The Code of the Woosters by P.G. Wodehouse (Vintage, $14). I wish I could explain why this Jeeves novel is better than that Jeeves novel, but I won’t pretend to think there’s that much of a difference. Put Bertie Wooster and his matchless manservant between any two covers, and I will eagerly meet them there.
The Accidental Tourist by Anne Tyler (Ballantine, $15). A perfectly structured, perfectly plotted, even perfectly titled novel about an imperfect hero. Tragedy creates a protagonist who is entirely different from the man he thinks he is. In allowing us to become such intimate witnesses to change, Tyler makes us wonder what other versions of ourselves lie dormant.
The World According to Garp by John Irving (Random House, $8). This saga was my introduction to the world according to Irving: preposterous, dialectical, macabre, unpredictable. And you can never have too many bears.
The Adventures of Huckleberry Finn by Mark Twain (Aerie, $4). There’s a reason this book remains a page-turner after more than a century and despite its obvious anachronisms. Huck Finn is really a love story. Boy meets river. Boy loses river. Boy gets river.

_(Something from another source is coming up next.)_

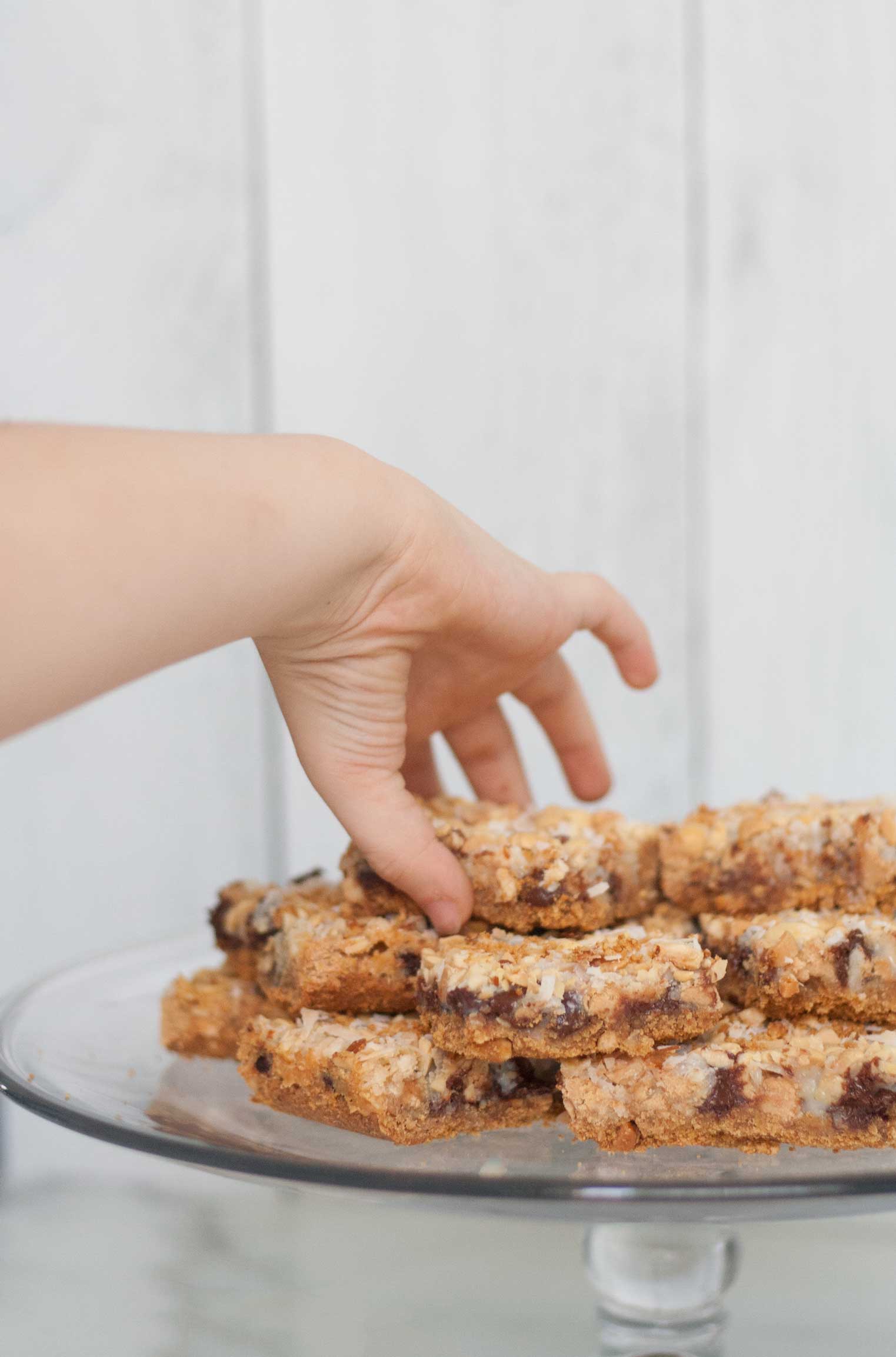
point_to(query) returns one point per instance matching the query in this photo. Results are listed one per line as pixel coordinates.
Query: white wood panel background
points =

The Great Gatsby by F. Scott Fitzgerald (Scribner, $14). I’ve never really thought it was Jay Gatsby who made the book so indelible; for me it’s always been narrator Nick Carraway, in whose speech and through whose eyes the Jazz Age unfolds so vibrantly. “In his blue gardens, men and girls came and went like moths among the whisperings and the champagne and the stars.” Case closed.